By Randy Blankstein
Cap rates in the fourth quarter of 2016 for the single-tenant net lease sector increased or remained the same for all three asset classes: retail, office and industrial. Retail cap rates experienced their first increase since the third quarter of 2013 to 6.19 percent cap rate. The 9-basis-point increase is the largest increase in retail cap rates since the second quarter of 2011. Cap rates for the office sector remained unchanged at 7.08 percent, while industrial sector cap rates increased by 3 basis points to 7.17 percent.
The main factor driving the increase in cap rates for the retail sector can be attributed to the rise in treasury rates during the fourth quarter on 2016. During the last three months of the year, the 10 Year Treasury Yield increased significantly to 2.45, up from 1.62 at the start of the quarter. Net lease participants were careful to monitor the effect of the rising treasury rates for net lease valuations. During the fourth quarter, the spread between asking and closed cap rates for retail properties increased by 5 basis points. This was the largest spread between asking and closed cap rates for retail properties since the fourth quarter of 2013. The spread between asking and closed cap rates for all three sectors ranged between 31 and 32 basis points.
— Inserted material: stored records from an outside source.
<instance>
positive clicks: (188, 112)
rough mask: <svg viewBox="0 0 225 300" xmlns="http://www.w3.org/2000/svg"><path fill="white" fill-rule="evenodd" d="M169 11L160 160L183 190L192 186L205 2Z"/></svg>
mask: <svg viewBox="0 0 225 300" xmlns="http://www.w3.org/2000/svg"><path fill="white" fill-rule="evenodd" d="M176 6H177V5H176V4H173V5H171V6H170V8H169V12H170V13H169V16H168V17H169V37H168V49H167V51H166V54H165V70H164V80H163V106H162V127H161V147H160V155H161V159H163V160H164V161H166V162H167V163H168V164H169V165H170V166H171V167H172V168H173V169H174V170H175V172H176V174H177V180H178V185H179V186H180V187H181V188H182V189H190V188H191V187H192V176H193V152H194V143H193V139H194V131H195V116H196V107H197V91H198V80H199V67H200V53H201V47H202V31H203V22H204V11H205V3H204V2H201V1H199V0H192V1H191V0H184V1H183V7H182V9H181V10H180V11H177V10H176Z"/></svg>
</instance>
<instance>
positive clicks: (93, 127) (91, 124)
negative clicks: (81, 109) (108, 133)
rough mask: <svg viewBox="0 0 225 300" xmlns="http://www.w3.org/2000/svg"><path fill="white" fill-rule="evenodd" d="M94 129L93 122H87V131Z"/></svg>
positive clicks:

The net lease market is expected to remain active in 2017 as investor demand for this asset class stays strong. The expectation is that there will likely be upward movement in cap rates going forward. In a recent national survey conducted by The Boulder Group, the vast majority of active net lease participants expect cap rates to rise in 2017. The largest segment of net lease participants expect cap rates to increase between 25 and 49 basis points by the end of 2017. After the decision to increase rates at the December 13-14 meeting of the Federal Open Market Committee, investors will carefully monitor the capital markets and their effect on pricing.